The current alignment plan, and how we might improve it (Shlegeris 2023).

How might we align transformative AI if it’s developed very soon? (Karnofsky 2022), especially Key facets of AI alignment and Key tools.

“‘Non-baseline’ interventions that might help more” in “Without specific countermeasures, the easiest path to transformative AI likely leads to AI takeover” (Cotra 2022).

Thoughts on sharing information about language model capabilities (Christiano 2023).

Google DeepMind: their writing about safety for Gemini, their flagship models, mostly fails to contain specific techniques or guarantees relevant to reducing extreme risk. See the Gemini report (DeepMind 2023), “Responsibility and safety” in “Introducing Gemini” (Google 2023), and “Safety” in the Gemini page (DeepMind 2023).

OpenAI: on what they currently do, see the GPT-4 technical report and system card. On their relevant safety work, see Our approach to alignment research (OpenAI 2022) and Introducing Superalignment (OpenAI 2023).

Anthropic: on what they currently do, see Claude 3 (Anthropic 2024).
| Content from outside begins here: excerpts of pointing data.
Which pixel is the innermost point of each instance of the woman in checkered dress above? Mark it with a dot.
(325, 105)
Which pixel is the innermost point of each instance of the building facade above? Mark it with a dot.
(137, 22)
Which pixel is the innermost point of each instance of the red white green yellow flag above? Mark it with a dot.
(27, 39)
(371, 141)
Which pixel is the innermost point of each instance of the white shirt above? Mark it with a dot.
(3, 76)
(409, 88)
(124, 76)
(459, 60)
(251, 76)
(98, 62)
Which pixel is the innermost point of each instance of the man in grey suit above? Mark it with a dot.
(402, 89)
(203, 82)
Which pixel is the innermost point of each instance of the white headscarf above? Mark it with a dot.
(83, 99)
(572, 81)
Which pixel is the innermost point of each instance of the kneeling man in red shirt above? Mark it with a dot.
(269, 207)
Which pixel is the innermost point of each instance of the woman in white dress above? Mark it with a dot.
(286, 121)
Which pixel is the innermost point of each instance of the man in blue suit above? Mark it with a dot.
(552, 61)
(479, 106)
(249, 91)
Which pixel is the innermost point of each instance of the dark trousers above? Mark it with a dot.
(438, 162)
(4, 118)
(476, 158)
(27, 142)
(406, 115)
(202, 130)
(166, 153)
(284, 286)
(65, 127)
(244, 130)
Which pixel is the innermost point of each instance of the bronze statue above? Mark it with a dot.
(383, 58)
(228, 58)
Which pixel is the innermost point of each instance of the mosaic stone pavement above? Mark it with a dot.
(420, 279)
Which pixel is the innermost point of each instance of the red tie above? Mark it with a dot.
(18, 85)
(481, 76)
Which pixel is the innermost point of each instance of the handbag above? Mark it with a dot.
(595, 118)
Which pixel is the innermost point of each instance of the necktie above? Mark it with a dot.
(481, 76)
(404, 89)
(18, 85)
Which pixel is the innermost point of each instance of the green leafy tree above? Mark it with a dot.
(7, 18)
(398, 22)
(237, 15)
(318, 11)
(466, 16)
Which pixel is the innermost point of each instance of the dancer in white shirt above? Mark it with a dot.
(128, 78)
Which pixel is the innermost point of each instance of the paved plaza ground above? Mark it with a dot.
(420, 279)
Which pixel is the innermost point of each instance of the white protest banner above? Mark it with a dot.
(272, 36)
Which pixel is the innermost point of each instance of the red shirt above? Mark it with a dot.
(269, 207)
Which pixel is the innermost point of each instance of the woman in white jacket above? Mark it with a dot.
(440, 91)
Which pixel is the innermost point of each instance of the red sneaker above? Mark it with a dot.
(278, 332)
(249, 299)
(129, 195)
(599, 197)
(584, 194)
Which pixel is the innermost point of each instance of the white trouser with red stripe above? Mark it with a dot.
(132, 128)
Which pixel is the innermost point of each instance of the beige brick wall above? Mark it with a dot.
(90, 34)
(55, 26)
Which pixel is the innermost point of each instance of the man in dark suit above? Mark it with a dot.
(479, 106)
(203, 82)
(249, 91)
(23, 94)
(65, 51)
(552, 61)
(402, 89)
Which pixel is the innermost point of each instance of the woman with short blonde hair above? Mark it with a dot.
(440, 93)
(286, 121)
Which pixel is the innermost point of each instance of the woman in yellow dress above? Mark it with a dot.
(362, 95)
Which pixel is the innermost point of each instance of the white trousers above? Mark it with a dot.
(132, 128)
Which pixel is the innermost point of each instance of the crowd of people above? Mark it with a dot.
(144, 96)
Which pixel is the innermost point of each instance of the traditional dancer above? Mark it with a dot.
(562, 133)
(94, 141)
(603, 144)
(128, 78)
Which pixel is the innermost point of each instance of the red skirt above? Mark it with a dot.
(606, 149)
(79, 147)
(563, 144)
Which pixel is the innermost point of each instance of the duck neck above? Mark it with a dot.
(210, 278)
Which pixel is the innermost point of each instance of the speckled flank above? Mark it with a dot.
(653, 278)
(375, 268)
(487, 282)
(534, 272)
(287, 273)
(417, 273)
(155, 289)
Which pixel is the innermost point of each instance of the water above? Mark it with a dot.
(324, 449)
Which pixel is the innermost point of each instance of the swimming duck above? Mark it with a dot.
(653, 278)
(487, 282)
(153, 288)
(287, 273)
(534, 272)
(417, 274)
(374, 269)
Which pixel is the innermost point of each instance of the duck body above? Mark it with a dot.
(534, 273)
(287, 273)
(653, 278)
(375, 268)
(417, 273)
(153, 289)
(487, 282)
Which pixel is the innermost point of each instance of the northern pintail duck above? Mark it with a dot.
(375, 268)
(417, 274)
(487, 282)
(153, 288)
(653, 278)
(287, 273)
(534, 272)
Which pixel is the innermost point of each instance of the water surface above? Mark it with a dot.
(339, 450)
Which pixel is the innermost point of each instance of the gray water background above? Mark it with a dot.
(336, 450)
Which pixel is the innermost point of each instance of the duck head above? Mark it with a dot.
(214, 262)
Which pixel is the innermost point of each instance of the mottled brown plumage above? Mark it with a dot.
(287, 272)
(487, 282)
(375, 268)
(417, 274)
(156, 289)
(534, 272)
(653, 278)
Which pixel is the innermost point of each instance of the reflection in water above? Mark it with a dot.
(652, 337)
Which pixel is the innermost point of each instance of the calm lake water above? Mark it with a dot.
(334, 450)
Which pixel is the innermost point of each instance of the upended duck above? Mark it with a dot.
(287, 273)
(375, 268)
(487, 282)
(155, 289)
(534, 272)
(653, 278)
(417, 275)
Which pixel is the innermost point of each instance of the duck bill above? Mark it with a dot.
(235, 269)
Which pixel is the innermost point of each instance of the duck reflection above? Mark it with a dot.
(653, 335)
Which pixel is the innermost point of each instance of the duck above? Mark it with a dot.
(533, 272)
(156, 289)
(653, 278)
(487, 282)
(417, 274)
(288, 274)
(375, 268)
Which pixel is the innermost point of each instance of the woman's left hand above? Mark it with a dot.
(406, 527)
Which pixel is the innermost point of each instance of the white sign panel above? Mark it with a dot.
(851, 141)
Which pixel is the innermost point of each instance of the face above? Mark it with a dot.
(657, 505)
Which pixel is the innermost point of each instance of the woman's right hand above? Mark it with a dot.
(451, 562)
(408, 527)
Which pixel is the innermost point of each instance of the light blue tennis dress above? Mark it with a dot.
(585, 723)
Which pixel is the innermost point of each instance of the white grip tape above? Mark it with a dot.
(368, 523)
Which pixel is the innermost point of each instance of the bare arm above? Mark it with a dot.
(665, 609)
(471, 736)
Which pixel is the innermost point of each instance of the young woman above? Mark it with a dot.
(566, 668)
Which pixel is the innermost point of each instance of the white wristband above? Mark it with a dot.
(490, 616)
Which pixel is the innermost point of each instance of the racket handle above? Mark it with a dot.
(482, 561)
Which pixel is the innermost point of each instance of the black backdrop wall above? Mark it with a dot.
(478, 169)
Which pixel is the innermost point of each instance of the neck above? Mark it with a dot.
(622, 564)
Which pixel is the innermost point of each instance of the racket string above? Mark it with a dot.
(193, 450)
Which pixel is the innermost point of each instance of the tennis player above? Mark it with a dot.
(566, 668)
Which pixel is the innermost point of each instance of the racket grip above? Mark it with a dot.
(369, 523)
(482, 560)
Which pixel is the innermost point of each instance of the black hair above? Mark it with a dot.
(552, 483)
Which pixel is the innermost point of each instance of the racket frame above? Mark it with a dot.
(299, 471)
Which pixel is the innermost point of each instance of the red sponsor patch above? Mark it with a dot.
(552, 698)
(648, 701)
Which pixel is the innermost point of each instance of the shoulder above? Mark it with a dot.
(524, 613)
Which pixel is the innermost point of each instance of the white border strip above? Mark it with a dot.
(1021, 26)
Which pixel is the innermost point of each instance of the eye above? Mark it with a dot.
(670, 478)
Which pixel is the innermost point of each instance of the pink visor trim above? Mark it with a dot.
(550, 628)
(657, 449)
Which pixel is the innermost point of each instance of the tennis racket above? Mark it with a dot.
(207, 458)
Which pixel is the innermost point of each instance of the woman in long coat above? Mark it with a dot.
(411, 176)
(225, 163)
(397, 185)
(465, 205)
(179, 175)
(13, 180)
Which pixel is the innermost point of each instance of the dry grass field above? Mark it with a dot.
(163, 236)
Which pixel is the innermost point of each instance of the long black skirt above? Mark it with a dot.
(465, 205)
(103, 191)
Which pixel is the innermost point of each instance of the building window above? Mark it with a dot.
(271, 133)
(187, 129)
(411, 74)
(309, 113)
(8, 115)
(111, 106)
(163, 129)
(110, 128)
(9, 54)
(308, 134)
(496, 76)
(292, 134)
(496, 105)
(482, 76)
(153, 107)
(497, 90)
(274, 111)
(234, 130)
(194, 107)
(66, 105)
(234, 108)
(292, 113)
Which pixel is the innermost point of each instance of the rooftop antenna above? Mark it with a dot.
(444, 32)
On their relevant safety work, see “Alignment Capabilities” in “Core Views on AI Safety” (Anthropic 2023).

  1. See The Prospects of Whole Brain Emulation within the next Half-Century (Eth et al. 2014) and Whole Brain Emulation Workshop (Foresight Institute 2023). 

  2. Some of this list is adapted from Which possible AI systems are relatively safe? (Stein-Perlman 2023) and its comments. 

  3. So how does the red-teaming improve safety? DeepMind says:

    Findings from these exercises are used to improve the security, privacy, and safety of the model. Once a new vulnerability or problem has been identified, automated systems and tests can be developed that enable proactive and repeated testing and monitoring of the vuln/issue at scale. This can include creation vulnerability scanners, standard test datasets/benchmarks, or other automated testing infrastructure. . . .

    we identify several areas that require improvement . . . . and develop mitigations.

  4. See “Jailbreak fine-tuning” in “Deployment.”